Frantically, she attempted to locate their family doctor in Nashville so he could consult with the Springfield doctors. Failing that, there was nothing she could do but wait. When they wheeled Conway into emergency surgery, one of the band members began phoning Conway's children to alert them.

Dee knew how dangerous this condition could be. Aneurysms form when pressure from the blood flow causes a weak artery wall to distend. If that distention bursts, the condition becomes life-threatening in minutes. And she realized that in Conway's case, the condition was probably genetic, since a few years earlier Conway's brother Howard had been diagnosed with the same condition. "Don't even sneeze," his doctors had told Howard as they rushed him to surgery. Dee also knew that her husband had that day performed his usual intense, hard-hitting show, a show that obviously would strain his abdomen.

Ironically, Conway's friend and duet partner, Loretta Lynn, was also at the Springfield hospital, where her husband, Mooney, was a patient. Loretta was sitting with Mooney when a local newscast reported that Conway Twitty was undergoing emergency surgery at Cox Medical Center. She sat up straight in her chair, wondering if she'd fallen asleep and dreamed such a thing. Just then the hospital chaplain walked in and confirmed the news.

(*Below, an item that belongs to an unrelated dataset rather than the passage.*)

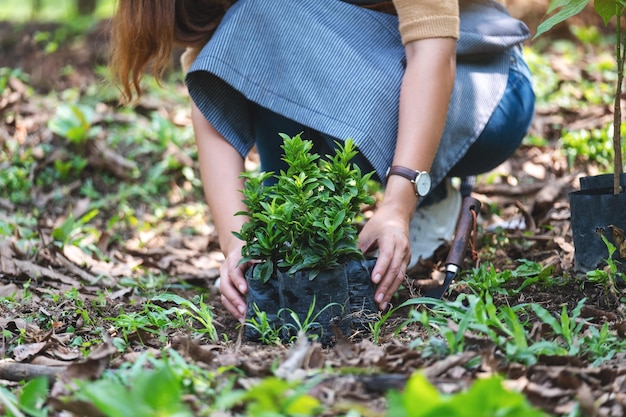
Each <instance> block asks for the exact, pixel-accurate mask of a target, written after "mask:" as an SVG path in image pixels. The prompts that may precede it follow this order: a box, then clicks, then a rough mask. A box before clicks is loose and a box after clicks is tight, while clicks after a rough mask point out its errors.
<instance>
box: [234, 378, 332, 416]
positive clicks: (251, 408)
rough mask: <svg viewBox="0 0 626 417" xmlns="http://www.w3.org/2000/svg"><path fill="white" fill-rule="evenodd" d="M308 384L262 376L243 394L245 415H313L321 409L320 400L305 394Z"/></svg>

Loretta stumbled out of Mooney's room to find Dee. Loretta's nerves were already on edge from a sleepless bedside vigil with Mooney. She stayed with Dee until Conway was out of surgery, then finally went back to Mooney's room to try and sleep. Loretta remembers a chaplain rushing into Mooney's room to tell her that Conway was gone.

"I'd always heard that the spirit stays right there above the body for a while," Loretta says. "So when I went back to intensive care, I stood beside Conway's body and tried to talk him back down. I said, 'Conway, don't you die on me! You know you don't want to go!' I cut such a shine they had to take me out of the room."

"I was lucky she was there because Loretta is the strongest woman I know," Dee later acknowledged.

Subsequent events proved to me that Dee Jenkins is herself an unusually strong woman. Her husband didn't make it through the surgery, and June 5, 1993, the final day of my friend Conway Twitty's life, marked the beginning of a nightmare for his widow.